I have attached enhanced JGroups backend patch attached.
The only necessary Hibernate configuration come down to
<property name="hibernate.search.worker.backend"
value="jgroupsMaster" />
or
<property name="hibernate.search.worker.backend"
value="jgroupsSlave" />
depends if it is master or slave node.
Optional are configuration properties:
+optional name for JGroups channel
<property name="hibernate.search.worker.backend.jgroups.clusterName"
value="HSCluster" />
+configuration for JGroups
<property name="hibernate.search.worker.backend.jgroups.configurationFile"
value="udp.xml" />
udp.xml file must be located in classpath
<property name="hibernate.search.worker.backend.jgroups.configurationXml"

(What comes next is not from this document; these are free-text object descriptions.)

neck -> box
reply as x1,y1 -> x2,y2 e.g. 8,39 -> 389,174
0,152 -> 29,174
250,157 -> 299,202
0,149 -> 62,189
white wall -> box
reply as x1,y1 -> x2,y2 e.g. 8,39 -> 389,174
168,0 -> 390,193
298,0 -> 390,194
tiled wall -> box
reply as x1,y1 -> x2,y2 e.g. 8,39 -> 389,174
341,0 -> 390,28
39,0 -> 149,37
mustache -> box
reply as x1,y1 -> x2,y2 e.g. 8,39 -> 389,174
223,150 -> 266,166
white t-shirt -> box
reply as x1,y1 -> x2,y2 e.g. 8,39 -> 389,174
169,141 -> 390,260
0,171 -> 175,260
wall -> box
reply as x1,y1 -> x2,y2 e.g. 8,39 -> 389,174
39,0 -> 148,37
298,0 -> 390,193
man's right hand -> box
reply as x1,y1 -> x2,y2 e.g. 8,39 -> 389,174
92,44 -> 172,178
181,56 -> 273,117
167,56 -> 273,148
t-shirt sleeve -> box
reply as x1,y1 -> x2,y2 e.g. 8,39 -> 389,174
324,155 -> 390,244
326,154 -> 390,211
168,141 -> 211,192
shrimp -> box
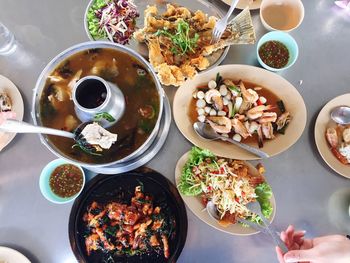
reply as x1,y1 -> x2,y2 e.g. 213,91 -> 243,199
343,127 -> 350,143
258,112 -> 277,124
261,122 -> 275,139
207,116 -> 232,134
231,118 -> 251,139
239,80 -> 259,103
276,112 -> 291,130
246,105 -> 275,120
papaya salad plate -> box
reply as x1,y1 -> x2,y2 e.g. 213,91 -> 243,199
315,94 -> 350,179
84,0 -> 256,86
175,148 -> 276,235
173,64 -> 307,160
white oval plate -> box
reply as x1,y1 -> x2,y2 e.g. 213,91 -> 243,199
173,65 -> 307,160
0,75 -> 24,151
315,94 -> 350,179
175,151 -> 276,235
0,246 -> 31,263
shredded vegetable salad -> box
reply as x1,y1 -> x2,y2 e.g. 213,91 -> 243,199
179,147 -> 273,225
87,0 -> 139,44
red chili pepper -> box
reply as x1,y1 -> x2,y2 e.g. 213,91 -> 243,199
257,100 -> 263,106
235,197 -> 239,202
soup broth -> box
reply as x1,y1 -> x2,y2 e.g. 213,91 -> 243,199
40,48 -> 160,164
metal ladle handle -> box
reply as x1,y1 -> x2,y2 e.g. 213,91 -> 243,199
0,119 -> 74,138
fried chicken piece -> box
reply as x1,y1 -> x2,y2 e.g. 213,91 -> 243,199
85,233 -> 100,256
190,56 -> 210,70
156,63 -> 185,86
148,38 -> 166,68
180,64 -> 197,79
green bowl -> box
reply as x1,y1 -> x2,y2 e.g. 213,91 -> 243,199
257,31 -> 299,72
39,159 -> 85,204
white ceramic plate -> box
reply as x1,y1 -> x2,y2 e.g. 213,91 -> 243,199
0,247 -> 31,263
0,75 -> 24,151
173,65 -> 307,160
221,0 -> 262,10
315,94 -> 350,179
175,151 -> 276,235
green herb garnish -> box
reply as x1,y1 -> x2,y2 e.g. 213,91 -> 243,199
156,20 -> 199,55
277,100 -> 286,113
228,85 -> 241,95
215,73 -> 224,87
94,112 -> 116,122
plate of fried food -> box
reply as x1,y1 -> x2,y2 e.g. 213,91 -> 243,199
221,0 -> 262,10
315,94 -> 350,178
0,75 -> 24,151
69,167 -> 187,263
173,64 -> 307,160
175,147 -> 276,235
85,0 -> 256,86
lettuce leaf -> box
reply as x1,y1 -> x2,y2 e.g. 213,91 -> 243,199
178,147 -> 214,196
255,182 -> 273,218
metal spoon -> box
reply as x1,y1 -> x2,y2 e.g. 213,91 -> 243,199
206,201 -> 288,253
331,106 -> 350,125
193,122 -> 269,159
0,119 -> 101,155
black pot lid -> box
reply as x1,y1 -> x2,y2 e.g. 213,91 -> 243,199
69,167 -> 188,263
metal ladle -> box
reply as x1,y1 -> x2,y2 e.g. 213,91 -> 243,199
0,120 -> 101,155
193,122 -> 269,159
206,201 -> 288,253
331,106 -> 350,125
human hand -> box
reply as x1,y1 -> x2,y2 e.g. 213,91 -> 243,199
0,111 -> 16,125
276,225 -> 350,263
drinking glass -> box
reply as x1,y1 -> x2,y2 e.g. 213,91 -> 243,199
0,22 -> 16,55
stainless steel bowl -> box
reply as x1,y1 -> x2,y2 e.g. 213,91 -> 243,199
31,41 -> 164,168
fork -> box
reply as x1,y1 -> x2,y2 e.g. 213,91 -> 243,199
246,201 -> 289,253
212,0 -> 240,43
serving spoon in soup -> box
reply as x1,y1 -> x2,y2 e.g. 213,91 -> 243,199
0,119 -> 118,155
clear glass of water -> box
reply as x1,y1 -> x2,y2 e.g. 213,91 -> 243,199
0,22 -> 16,55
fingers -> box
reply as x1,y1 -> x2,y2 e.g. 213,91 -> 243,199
283,249 -> 315,263
275,246 -> 286,263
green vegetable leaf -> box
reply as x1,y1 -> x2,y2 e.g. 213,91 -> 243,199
178,147 -> 215,196
255,182 -> 273,218
94,112 -> 116,122
277,100 -> 286,113
228,85 -> 240,94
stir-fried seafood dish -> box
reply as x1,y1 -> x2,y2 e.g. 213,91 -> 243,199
178,147 -> 273,226
134,5 -> 255,86
84,185 -> 175,259
190,73 -> 292,148
326,124 -> 350,165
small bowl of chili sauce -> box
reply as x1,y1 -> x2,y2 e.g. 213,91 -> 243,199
39,159 -> 85,204
257,31 -> 299,72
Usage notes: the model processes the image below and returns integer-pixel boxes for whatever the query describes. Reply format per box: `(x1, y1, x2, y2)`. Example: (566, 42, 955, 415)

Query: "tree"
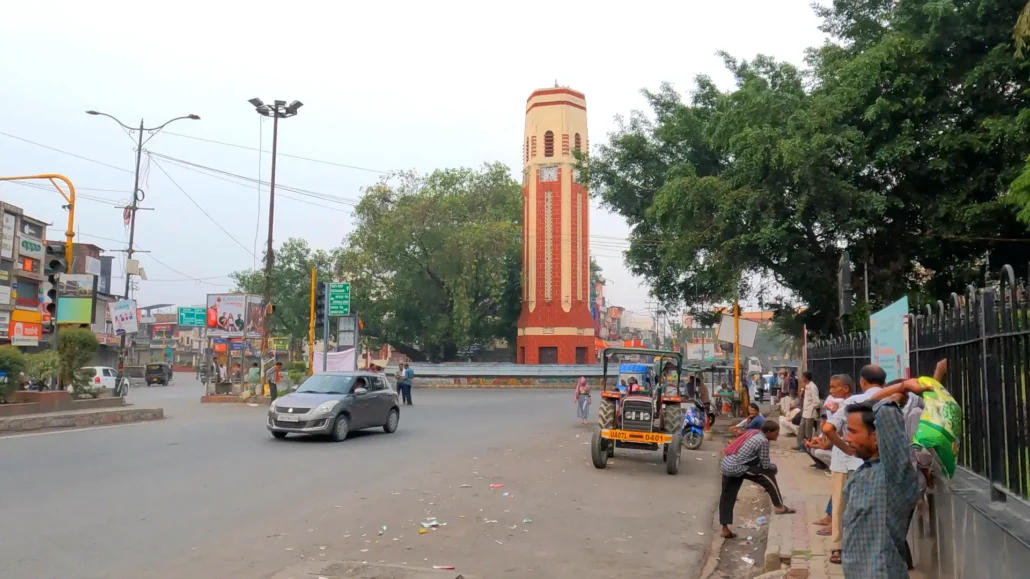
(0, 346, 26, 403)
(339, 163, 522, 361)
(57, 328, 98, 395)
(1014, 1, 1030, 56)
(24, 351, 59, 385)
(590, 0, 1030, 338)
(231, 238, 341, 350)
(590, 257, 605, 285)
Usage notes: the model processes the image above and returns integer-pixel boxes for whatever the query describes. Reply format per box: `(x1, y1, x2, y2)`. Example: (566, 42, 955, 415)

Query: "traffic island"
(0, 407, 164, 433)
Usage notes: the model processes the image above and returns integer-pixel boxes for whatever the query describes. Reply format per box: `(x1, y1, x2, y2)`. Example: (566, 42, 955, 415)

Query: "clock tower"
(516, 87, 595, 364)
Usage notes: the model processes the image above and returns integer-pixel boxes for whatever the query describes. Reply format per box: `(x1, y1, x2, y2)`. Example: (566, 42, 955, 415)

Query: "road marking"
(0, 420, 157, 440)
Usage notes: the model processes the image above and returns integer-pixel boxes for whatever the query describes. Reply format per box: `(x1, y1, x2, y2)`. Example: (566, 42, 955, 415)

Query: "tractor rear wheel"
(598, 397, 617, 457)
(597, 397, 616, 430)
(663, 404, 684, 437)
(590, 427, 609, 469)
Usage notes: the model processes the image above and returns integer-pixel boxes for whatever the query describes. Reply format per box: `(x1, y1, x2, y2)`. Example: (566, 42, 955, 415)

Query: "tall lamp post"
(248, 98, 302, 396)
(86, 110, 200, 376)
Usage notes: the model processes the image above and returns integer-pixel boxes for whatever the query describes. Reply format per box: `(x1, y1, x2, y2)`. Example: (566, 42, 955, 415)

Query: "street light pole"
(86, 110, 200, 378)
(248, 98, 303, 397)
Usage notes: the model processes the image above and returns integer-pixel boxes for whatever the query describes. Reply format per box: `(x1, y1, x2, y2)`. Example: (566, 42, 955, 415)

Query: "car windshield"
(296, 374, 357, 395)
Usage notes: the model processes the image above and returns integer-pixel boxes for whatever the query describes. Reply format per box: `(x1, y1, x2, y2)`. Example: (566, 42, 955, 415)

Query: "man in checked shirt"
(840, 379, 934, 578)
(718, 420, 796, 538)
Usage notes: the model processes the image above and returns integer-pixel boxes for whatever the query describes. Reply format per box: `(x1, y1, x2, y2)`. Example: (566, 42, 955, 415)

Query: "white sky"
(0, 0, 824, 320)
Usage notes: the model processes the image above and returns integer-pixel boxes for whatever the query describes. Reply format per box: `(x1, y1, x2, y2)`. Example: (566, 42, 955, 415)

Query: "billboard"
(206, 294, 247, 336)
(9, 320, 41, 346)
(56, 274, 97, 325)
(108, 299, 139, 335)
(870, 297, 910, 381)
(244, 295, 264, 337)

value="{configurationInXML}" />
<property name="hibernate.search.worker.backend.jgroups.configurationString"
value="{stringConfiguration}" />
Usage of last two properties is in test cases.
If there is no JGroups configuration provided, flush-udp.xml is default.

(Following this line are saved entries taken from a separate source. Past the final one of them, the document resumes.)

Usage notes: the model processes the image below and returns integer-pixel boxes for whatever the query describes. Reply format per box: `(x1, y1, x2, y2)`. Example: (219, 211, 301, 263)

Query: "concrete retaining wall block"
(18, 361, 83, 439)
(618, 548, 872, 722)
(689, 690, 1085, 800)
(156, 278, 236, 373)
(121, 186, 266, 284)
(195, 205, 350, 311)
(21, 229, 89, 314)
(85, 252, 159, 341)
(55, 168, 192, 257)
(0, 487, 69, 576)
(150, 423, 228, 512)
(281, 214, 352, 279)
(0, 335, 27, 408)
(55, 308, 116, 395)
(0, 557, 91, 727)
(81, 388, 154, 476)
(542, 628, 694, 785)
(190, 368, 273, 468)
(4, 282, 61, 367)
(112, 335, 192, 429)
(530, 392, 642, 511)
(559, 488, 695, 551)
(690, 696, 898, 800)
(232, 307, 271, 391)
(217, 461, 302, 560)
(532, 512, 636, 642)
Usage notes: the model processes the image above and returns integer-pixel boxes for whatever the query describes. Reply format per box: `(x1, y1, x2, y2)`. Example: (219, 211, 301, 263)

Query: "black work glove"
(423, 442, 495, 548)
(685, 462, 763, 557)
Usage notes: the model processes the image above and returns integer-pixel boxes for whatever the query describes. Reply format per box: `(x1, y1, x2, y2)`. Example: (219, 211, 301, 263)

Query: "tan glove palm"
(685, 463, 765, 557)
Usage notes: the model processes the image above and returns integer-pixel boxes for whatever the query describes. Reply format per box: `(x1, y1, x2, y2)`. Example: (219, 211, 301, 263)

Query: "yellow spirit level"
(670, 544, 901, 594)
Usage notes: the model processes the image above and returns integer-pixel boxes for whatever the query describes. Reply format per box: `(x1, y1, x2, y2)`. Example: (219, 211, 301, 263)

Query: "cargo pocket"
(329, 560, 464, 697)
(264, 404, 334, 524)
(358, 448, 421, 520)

That and some other stack configurations are part of JGroups.jar, so we
don't need to create any if thery are enough.
Problem with running test (and not only) on JGroups appears on some
machines, I have noticed on Linux.
There is misunderstanding IPv4 vs. IPv6.
To avoid that, VM param: '-Djava.net.preferIPv4Stack=true' should be added.
Sometimes appears problem that nodes cannot find each other in cluster,
probably because they are binding to wrong interfaces. To assure that
multicast traffic is going to the right interface include
'bind_addr=192.168.168.2' (or -Djgroups.bind_addr=127.0.0.1 to VM params)
into JG configuration, where 192.168.168.2 is address used for multicasting.
Lukasz
W dniu 14 czerwca 2009 21:08 użytkownik Łukasz Moreń <lukasz.moren(a)gmail.com
I will follow your comments and advices and fix it.
+ JGroupsBackendQueueProcessorFactory:
Yes, I think there should be default cluster name.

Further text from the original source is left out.